Permettez-moi, ce matin, de vous proposer d’abord un état des lieux, puis un commentaire
personnel de la belle prière, dite « de l’abbé Couturier », que reprennent chaque année les
diverses Eglises au cours de cette semaine de prière pour l’unité des chrétiens.
Commençons par un rapide état des lieux des relations entre l’Eglise catholique et les Eglises
protestantes… Cinq cents ans que nous nous opposons, à peine plus de cinquante ans que nous
nous rapprochons – les catholiques n’ayant vraiment rejoint le mouvement œcuménique qu’autour
du concile Vatican II : il n’est pas étonnant que nous ayons encore du chemin à faire pour
retrouver l’unité !
Dans ce qui nous a longtemps séparés, il y avait la question du Salut. Est-on sauvé par sa foi
ou par ses œuvres ? C’était la question majeure qui, au 16ème siècle, avait entraîné la Réforme et
ensuite la division de l’Eglise. Elle est désormais résolue avec un accord historique signé en 1999
entre la Fédération luthérienne mondiale et le Conseil pontifical pour la promotion de l’unité des
chrétiens.
Dans ce qui nous a longtemps séparés, il y avait un certain nombre de questions autour de
Marie qui, elles aussi, sont moins clivantes que jadis.
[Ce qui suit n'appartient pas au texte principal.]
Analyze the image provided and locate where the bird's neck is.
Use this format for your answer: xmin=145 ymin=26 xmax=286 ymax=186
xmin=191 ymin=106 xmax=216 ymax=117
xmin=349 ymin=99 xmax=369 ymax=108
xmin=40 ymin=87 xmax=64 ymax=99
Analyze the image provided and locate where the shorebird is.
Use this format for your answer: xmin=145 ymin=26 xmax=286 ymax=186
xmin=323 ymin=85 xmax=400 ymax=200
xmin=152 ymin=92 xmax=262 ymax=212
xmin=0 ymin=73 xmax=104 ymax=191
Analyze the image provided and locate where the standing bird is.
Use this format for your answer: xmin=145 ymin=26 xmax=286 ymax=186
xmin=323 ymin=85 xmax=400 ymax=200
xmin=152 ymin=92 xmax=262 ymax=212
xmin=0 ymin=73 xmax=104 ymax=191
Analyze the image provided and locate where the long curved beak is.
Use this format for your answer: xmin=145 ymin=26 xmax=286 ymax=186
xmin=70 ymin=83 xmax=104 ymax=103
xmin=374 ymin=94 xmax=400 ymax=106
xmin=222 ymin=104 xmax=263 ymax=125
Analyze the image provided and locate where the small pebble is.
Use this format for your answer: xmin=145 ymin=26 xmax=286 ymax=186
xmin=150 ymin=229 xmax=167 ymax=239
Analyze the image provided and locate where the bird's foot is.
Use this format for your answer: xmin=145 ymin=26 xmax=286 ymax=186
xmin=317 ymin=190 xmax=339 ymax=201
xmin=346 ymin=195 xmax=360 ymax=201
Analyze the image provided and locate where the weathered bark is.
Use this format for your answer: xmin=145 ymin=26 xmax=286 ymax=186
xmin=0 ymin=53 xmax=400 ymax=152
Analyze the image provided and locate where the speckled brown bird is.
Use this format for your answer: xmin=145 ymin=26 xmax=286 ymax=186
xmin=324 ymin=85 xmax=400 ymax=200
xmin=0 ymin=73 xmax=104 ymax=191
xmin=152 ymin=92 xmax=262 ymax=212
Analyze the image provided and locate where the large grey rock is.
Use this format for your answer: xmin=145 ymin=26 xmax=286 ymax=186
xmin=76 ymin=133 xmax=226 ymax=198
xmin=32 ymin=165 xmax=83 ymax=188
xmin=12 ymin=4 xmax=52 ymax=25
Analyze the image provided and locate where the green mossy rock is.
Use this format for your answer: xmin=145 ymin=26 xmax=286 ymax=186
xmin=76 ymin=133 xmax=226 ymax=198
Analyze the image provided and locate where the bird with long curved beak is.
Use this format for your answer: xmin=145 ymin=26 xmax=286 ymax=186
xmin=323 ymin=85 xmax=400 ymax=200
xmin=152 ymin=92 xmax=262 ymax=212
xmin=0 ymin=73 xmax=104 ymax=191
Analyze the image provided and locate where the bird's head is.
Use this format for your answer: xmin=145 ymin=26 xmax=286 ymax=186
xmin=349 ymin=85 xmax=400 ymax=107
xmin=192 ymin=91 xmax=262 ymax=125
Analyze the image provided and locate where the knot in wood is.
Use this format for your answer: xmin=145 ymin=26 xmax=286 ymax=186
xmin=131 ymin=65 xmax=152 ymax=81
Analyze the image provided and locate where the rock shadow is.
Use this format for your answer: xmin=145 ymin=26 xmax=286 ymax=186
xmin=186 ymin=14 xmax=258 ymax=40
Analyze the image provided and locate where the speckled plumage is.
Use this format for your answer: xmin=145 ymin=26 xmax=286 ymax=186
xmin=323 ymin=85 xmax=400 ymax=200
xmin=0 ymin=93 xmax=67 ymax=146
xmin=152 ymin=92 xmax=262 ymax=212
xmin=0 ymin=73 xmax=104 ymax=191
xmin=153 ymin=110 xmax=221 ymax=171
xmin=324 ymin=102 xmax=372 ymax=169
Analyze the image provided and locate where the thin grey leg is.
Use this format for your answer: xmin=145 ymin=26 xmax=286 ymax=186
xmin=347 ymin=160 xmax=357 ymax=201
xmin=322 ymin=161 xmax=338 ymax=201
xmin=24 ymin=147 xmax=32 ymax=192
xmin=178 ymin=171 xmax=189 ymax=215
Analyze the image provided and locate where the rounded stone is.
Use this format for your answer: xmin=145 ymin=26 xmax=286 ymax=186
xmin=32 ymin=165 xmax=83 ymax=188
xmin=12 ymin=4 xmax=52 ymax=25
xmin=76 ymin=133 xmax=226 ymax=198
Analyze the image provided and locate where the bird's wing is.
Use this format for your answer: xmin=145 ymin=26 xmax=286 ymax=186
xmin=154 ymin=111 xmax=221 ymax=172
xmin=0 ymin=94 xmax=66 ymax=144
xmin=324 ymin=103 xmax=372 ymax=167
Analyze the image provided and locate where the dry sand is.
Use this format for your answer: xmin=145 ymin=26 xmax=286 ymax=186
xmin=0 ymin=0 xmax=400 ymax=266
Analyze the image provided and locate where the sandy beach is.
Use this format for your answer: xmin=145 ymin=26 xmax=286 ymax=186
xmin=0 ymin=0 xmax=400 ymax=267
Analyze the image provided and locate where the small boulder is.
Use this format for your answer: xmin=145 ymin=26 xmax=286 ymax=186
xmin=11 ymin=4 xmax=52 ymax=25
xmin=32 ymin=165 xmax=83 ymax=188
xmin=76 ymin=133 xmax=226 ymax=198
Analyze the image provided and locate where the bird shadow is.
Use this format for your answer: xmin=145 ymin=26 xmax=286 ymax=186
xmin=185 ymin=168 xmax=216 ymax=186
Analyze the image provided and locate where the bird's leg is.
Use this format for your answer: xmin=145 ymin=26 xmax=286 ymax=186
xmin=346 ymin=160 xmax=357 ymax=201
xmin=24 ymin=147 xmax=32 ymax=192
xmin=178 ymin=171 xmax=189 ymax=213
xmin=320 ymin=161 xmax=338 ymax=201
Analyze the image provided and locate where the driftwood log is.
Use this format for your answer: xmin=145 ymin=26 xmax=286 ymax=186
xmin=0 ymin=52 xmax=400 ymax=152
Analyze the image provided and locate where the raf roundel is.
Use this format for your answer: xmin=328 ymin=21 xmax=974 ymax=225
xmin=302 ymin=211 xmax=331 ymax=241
Sur ces deux terrains-là, on s’est beaucoup
rapproché et on se comprend mieux.
Il reste, bien sûr, des divergences théologiques : surtout sur l'Eucharistie et les ministères, et
– probablement plus encore - sur la nature même de l’Eglise qui, pour les catholiques, est un
prolongement de l’incarnation et véritable « sacrement du salut », alors que les protestants y
voient un simple instrument. Et ceci a des conséquences très pratiques sur la manière dont nous
nous engageons dans l’œcuménisme et sur le but que nous lui attribuons !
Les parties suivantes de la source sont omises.